Старый хрыч может и хотел бы ещё что-то сказать, но переть против решения главы не осмелился. Члены общины, молодые и старые, ведьмы и ведьмаки, даже парочка колдунов пожелавших жить на изнанке, семейные и одинокие, всё склонили головы. И стали расходиться. Данко провожал всех внимательным холодным взглядом, а сам не мог побороть грызущее изнутри предчувствие беды. Не дожидаясь, пока все попрощаются, он резко поднялся и, не говоря никому ни слова, вышел из общинного дома, где и проводились такого рода зборы и совещания. Компанния молоденьких ведьм попыталась его остановить, чтобы переброситься парой слов и откровенно пококетничать, но он отмахнулся и ускорил шаг. Что-то с Лилей.
Домой мужчина примчался, подгоняемый уже не просто тревогой, а твёрдой уверенностью, что Лиля в опасности.

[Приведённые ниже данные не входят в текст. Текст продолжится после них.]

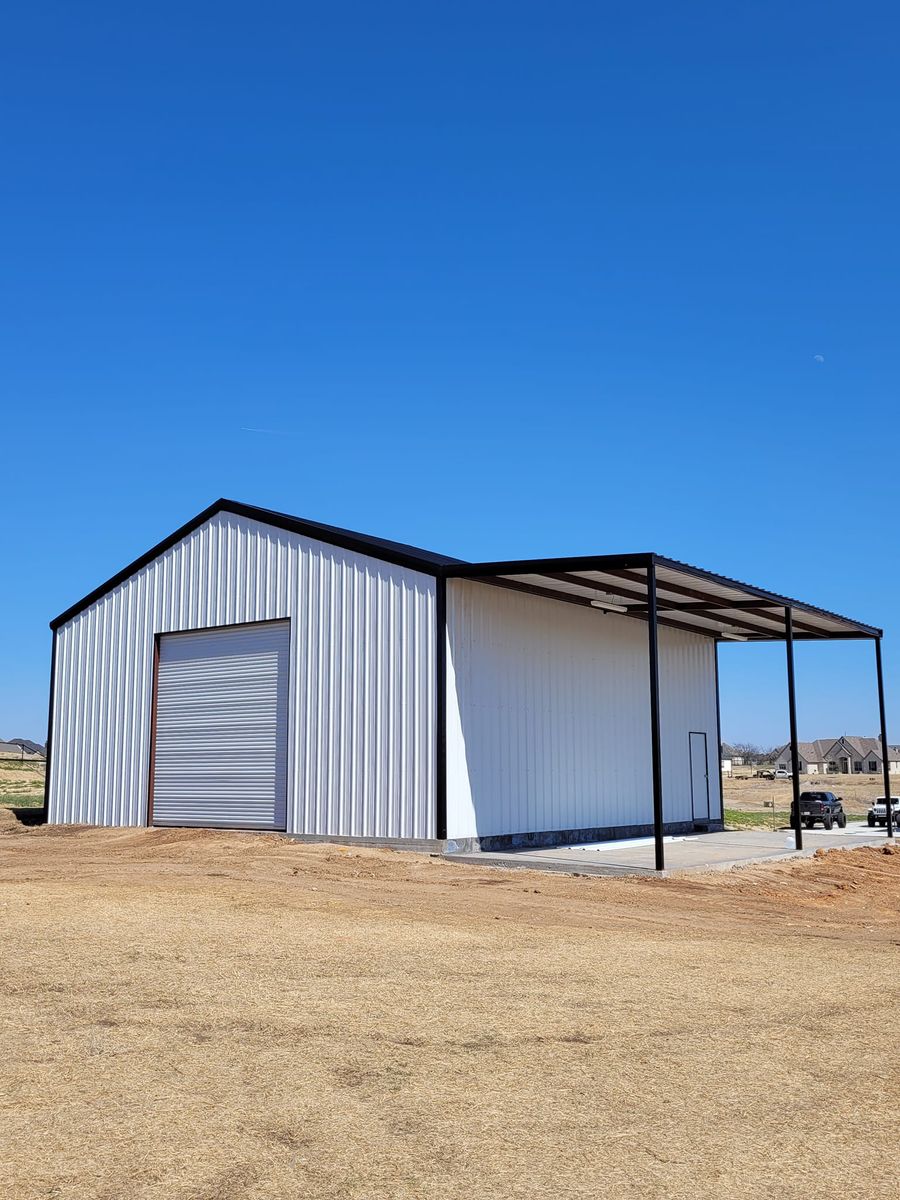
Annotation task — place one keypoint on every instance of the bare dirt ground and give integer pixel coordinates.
(857, 792)
(198, 1015)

– Хашшас, проверь. – рявкнул команду духу.
– Её нет, Хозсссяин.
– Где? Найди!
Дух промолчал, наученный моментально выполнять, а не размениваться на лишние слова. А ведьмак, словно магнитом притягиваемый прошёл на кухню. Тарелка с водой, оставленная Лилей сразу же приковала его взгляд. Даже без считывания остаточного следа её видения он знал, что девушка снова смотрела на сестру.
– Хозсссяин, ведьмочка побежшшала к озеру. – доложил обьявившийся Хашшас.
Внутри всё заледенело. Дурочка! Что творит?!!
– Далеко? – рявкнул Данко, срываясь с места и выбегая из дома.
– Да, Хозсссяин. Не уссспеешь.
– Останови!!! Или хотя-бы задержи!!! – приказал ведьмак, несясь напролом через лесную чащу.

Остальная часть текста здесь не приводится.